The great majority of neuroscientists carry out highly focused, hypothesis-driven research that can be powerfully framed in the context of known circuits and functions. Such efforts are complemented by a growing number of projects that provide large datasets aimed not at testing a specific hypothesis but instead enabling data-intensive discovery approaches by the community at large. Notable successes include gene expression atlases from the Allen Institute for Brain Sciences (4) and the GENSAT project (5), and disease-specific human neuroimaging repositories (6). However, the neuroscience community is not yet fully engaged in exploiting the rich array of data currently available, nor is it adequately poised to capitalize on the forthcoming data explosion.

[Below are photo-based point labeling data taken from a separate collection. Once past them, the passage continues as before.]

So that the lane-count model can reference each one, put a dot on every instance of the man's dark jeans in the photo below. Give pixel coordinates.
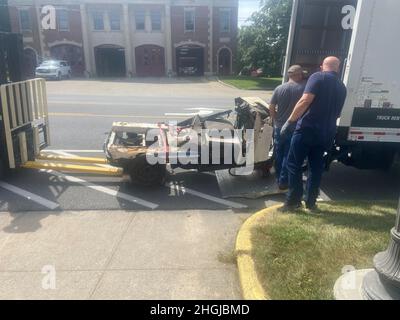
(281, 147)
(305, 145)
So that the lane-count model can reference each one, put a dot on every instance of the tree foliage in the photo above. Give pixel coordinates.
(262, 43)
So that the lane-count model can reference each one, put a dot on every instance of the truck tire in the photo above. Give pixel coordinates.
(145, 174)
(2, 169)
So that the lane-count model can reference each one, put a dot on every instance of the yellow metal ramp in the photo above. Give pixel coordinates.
(97, 166)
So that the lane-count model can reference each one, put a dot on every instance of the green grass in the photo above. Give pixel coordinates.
(252, 83)
(300, 256)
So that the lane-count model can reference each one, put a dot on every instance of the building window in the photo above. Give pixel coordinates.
(225, 20)
(115, 20)
(155, 20)
(25, 20)
(62, 20)
(98, 21)
(140, 19)
(189, 20)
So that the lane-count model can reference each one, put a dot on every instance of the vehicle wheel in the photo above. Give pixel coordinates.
(2, 169)
(143, 173)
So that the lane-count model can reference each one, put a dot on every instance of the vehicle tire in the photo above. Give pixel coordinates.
(145, 174)
(2, 169)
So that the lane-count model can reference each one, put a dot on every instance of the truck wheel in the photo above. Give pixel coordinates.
(2, 169)
(143, 173)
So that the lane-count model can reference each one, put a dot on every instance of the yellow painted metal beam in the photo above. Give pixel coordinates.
(108, 171)
(87, 160)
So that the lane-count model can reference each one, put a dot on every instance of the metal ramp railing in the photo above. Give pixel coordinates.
(25, 120)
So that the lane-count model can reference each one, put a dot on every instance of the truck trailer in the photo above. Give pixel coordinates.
(359, 33)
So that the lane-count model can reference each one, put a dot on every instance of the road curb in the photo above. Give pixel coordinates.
(249, 282)
(227, 85)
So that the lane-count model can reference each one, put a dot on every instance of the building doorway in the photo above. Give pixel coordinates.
(110, 61)
(190, 60)
(150, 61)
(30, 63)
(224, 62)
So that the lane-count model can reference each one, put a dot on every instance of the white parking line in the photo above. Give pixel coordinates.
(195, 193)
(323, 196)
(29, 196)
(105, 190)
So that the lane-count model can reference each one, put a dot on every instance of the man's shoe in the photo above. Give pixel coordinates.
(290, 207)
(283, 187)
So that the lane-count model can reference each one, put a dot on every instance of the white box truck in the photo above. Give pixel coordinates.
(361, 33)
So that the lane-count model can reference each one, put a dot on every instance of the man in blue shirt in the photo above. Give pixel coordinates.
(313, 121)
(281, 107)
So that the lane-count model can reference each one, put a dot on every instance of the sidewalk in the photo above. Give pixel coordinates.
(118, 255)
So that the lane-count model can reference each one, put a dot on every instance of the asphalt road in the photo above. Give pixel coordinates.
(81, 115)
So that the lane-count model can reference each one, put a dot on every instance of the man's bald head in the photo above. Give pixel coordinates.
(331, 64)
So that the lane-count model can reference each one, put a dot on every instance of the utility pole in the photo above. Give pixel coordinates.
(383, 283)
(5, 25)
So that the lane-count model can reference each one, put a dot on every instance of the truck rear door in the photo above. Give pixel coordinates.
(372, 76)
(319, 28)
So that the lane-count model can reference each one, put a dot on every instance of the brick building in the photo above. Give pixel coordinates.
(131, 38)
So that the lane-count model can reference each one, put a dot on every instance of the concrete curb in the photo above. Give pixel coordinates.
(227, 84)
(249, 282)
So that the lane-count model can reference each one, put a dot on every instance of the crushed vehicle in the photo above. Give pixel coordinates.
(231, 139)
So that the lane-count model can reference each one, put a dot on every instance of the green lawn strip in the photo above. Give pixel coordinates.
(300, 256)
(252, 83)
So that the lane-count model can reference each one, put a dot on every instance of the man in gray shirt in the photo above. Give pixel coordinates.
(281, 106)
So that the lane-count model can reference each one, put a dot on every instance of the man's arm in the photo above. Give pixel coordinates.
(272, 111)
(301, 106)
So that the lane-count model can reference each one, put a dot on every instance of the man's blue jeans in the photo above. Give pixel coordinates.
(305, 145)
(281, 148)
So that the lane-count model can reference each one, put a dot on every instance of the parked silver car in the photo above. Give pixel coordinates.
(53, 69)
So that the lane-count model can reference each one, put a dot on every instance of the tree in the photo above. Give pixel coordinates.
(262, 43)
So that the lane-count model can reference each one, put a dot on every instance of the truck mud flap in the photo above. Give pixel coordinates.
(251, 186)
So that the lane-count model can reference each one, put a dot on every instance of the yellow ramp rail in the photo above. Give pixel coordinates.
(56, 158)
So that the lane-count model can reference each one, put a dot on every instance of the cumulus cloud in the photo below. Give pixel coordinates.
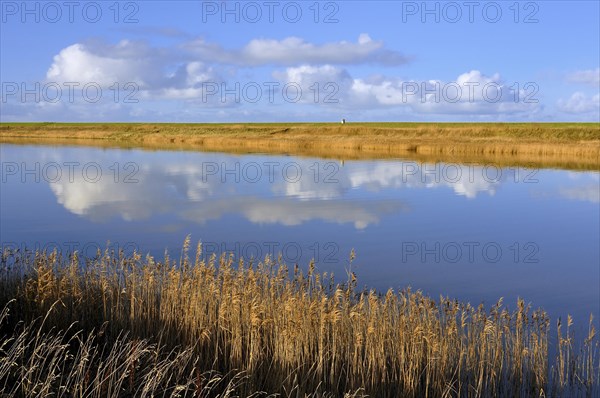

Below we highlight several major endeavors that provide complementary perspectives on the challenges and opportunities in neuroscience data mining. One is a set of “connectome” projects that aim to comprehensively describe neural circuits at either the macroscopic or the microscopic level. Another, the Neuroscience Information Framework (NIF), encompasses all of neuroscience and provides access to existing knowledge and databases of many types. These and other efforts provide fresh approaches to the challenge of elucidating neural choreography.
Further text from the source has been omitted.